PERE ROSTOLL
Cumpleaños en discordia. La dirección provincial del PSPV se reunió ayer coinciendo con el aniversario de su elección y justo cuando las discrepancias internas han agrandado aún más, si cabe, la brecha entre Ana Barceló -máxima responsable de los socialistas alicantinos y seguidora de Leire Pajín- y Jorge Alarte, secretario general del PSPV. La oposición a la candidatura de Roque Moreno en Alicante pero, sobre todo, la cobertura al voto de censura de Benidorm y el rechazo al planteamiento de la querella presentada por el PSPV sobre el caso Gürtel -posiciones esgrimidas por Barceló con motivo del primer año de su mandato- han levantado ampollas no sólo en Blanqueries, la sede de los socialistas valencianos, sino también entre los partidarios de Jorge Alarte en Alicante, explicaron fuentes próximas al máximo responsable del PSPV.
La secretaria general pasó de puntillas sobre los conflictos durante la reunión que mantuvo anoche la dirección provincial del PSPV. Ana Barceló centró su informe político, explicaron fuentes conocedoras del encuentro, en el rechazo a la fusión entre la CAM y Bancaja.
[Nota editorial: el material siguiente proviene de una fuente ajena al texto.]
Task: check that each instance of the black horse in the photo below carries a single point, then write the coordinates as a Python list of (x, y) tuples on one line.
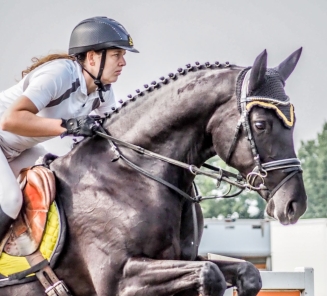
[(130, 235)]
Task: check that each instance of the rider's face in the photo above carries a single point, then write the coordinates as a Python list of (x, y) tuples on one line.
[(115, 62)]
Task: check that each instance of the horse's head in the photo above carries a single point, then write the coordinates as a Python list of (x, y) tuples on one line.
[(264, 137)]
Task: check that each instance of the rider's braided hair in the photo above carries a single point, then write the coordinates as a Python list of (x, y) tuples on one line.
[(40, 61)]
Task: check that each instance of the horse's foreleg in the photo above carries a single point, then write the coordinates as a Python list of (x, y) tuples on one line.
[(243, 275), (147, 277)]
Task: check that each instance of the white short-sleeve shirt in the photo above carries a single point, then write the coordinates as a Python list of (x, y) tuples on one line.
[(58, 90)]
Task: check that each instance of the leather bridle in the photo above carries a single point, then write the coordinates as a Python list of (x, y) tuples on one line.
[(291, 166)]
También se habló de la visita de José Blanco a la provincia el próximo 3 de diciembre. En el turno de ruegos y preguntas, la intervención de más enjundia fue una en la que se solicitaba a la dirección que, junto a la conferencia de alcaldes que ya está diseñada y que se celebrará en Novelda, también se organice otra sobre la labor en la oposición, algo que tiene todo el sentido. De hecho, los socialistas tienen, en estos momentos, la menor cuota de poder municipal de su historia con menos de cuarenta alcaldías. Los socialistas harán balance de su primer año con la nueva estructura organizativa en un comité provincial convocado para el 12 de diciembre en la localidad de Agost.
Ana Barceló pasó de puntillas sabedora, quizá, de que si tocaba esas cuestiones, el debate interno se enzarzaría. Hubo ausencias notables entre los partidarios de Alarte como la vicesecretaria general, Marylene Albentosa, o el secretario de Política Municipal, Ferran Verdú. Pese a todo, el malestar de Blanqueries era mas que evidente. Entre Ana Barceló y la cúpula del PSPV ya existían diferencias notables sobre, por ejemplo, el tratamiento de problemas en las agrupaciones o la moción de censura de Benidorm. En Valencia ha sentado especialmente mal que la dirigente de los socialistas haya puesto en cuestión la estrategia del caso Gürtel y, como trasfondo, la querella en la que se incluye a cinco constructoras.